Tra le varietà olivicole italiane, Coratina, Biancolilla e Nocellara del Belice talvolta riscontrano problematiche in sede di analisi del contenuto totale degli steroli che non raggiunge il limite minimo stabilito Reg. (Cee) 256891, vale a dire 1000 mg/kg. Questo è principalmente legato alle caratteristiche genetico-varietali; possono influenzare anche determinate condizioni ambientali, pratiche agronomiche, annata di produzione ed il grado di maturazione.
Lo ha evidenziato il prof. Maurizio Servili (Università di Perugia) alla “Giornata di studio sugli steroli totali nell’olio di oliva tra passato presente e futuro”, organizzata dalla Sissg – Società Italiana per lo Studio delle Sostanze Grasse, tenutasi nei giorni scorsi a Roma proprio per inquadrare un problema divenuto di stretta attualità negli ultimi tempi.
Servili ha presentato i risultati di centinaia di studi poliennali esistenti nella letteratura scientifica condotti nel bacino del Mediterraneo che prendono in esame campioni di olio monovarietali oggetto di analisi della frazione sterolica, evidenziando come determinati fattori, in particolare quello genetico-varietale, influenzi il valore degli steroli comportando valori inferiori a 1000 mg/kg. Tra essi, come detto, le varietà dove si è riscontrata tale problematica, sono tre punte di diamante dell’olivicoltura meridionale, in particolare quella pugliese da una parte e siciliana dall’altra, come la Coratina, la Biancolilla e la Nocellara del Belice.

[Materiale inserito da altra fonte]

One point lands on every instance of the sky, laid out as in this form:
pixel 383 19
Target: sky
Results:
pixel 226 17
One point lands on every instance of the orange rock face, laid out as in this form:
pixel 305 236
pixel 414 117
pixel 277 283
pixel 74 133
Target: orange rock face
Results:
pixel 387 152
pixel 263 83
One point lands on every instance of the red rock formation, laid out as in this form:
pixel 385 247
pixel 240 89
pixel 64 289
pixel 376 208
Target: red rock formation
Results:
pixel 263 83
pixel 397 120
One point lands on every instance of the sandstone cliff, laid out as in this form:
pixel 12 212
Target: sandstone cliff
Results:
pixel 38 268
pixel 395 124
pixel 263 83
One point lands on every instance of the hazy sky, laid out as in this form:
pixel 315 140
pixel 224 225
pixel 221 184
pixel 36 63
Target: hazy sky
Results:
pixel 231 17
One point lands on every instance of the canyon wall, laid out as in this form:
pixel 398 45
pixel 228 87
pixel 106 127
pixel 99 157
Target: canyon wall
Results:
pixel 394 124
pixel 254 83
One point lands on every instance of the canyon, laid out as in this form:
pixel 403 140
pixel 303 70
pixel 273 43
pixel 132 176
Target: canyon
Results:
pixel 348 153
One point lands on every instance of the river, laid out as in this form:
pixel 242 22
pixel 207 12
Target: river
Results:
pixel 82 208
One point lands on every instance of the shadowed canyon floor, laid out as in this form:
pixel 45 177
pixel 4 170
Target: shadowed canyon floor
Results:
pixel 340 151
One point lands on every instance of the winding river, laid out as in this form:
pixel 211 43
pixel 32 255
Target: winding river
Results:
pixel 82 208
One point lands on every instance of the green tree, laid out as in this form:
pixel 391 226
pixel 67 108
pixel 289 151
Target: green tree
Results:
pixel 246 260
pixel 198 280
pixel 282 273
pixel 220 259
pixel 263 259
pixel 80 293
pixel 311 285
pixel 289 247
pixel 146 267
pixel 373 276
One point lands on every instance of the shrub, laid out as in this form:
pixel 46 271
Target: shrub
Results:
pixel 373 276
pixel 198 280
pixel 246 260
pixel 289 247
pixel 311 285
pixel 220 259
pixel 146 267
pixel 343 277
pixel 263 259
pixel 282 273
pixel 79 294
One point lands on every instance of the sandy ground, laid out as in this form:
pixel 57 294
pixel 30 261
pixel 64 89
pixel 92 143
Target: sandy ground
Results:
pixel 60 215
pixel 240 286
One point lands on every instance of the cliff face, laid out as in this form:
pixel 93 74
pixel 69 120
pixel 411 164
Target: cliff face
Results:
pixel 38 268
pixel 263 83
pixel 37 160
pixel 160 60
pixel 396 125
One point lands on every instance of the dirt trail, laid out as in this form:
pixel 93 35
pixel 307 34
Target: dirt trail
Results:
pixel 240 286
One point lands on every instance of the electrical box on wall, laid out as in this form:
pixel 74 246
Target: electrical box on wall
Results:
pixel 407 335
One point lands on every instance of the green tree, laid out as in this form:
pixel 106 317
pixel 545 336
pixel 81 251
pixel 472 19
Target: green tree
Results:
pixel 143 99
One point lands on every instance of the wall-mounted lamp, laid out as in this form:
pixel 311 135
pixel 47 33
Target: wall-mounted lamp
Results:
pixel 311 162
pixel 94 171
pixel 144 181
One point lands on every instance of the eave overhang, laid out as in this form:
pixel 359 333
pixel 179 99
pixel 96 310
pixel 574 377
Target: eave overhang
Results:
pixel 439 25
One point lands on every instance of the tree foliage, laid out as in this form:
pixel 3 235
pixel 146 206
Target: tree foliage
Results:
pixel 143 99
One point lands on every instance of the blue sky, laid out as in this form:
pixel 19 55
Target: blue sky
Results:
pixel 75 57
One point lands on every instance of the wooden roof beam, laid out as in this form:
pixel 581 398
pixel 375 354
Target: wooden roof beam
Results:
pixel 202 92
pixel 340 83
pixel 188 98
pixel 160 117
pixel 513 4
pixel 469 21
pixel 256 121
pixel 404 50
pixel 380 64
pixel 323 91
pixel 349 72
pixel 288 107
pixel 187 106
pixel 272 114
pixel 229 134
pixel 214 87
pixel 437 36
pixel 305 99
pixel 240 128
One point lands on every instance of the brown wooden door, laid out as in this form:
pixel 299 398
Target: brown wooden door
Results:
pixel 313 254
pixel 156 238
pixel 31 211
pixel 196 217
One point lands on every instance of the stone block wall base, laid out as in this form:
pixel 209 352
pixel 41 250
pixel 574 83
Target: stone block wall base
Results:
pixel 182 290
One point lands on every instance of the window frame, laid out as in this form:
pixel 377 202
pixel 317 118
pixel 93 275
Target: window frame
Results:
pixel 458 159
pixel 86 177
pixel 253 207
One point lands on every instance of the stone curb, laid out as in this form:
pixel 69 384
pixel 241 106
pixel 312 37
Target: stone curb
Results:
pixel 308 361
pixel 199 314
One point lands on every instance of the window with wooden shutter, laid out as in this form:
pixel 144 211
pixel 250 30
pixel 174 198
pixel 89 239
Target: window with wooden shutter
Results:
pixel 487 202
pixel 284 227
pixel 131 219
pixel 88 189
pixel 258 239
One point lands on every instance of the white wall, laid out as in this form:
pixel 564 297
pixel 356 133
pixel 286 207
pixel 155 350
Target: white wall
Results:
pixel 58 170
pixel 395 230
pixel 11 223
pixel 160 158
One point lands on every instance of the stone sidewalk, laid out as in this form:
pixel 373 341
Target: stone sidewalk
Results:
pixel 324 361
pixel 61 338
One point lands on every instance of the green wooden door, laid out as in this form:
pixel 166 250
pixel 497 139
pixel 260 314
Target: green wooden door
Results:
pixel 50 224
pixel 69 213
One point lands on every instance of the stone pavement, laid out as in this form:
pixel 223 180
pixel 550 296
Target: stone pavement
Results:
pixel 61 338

Con il crescente interesse nei confronti degli oli monovarietali divenuti una costante nell’olivicoltura di qualità e al fine di tutelare le DOP italiane dove vi è una limitatissima possibilità di miscelare oli di differenti cultivar, si è cercato di sensibilizzare le istituzioni competenti verso una tematica cruciale che stabilisce la purezza e genuinità degli oli extravergini di oliva.
Il contenuto di steroli, come noto, è uno dei parametri indice di purezza degli oli di oliva, ed è così anche uno strumento per evidenziare eventuali frodi alimentari che possono verificarsi attraverso alterazioni del prodotto con altri oli vegetali. Peraltro il regime sanzionatorio, in questi casi, non è certamente da sottovalutare.
Come uscire da questa situazione? Sicuramente con la necessità di revisionare l’attuale quadro normativo. Ma si tratta di una operazione che richiederà anni: l’Italia ha già informato da tempo del problema sia il COI che l’Unione Europea, senza ricevere riscontri che possano lasciar pensare ad un intervento in tempi rapidi. Ed in ciò, non è mancato chi ha voluto sottolineare come questo sia dovuto allo scarso peso specifico che ha l’Italia nel panorama olivicolo-oleario internazionale.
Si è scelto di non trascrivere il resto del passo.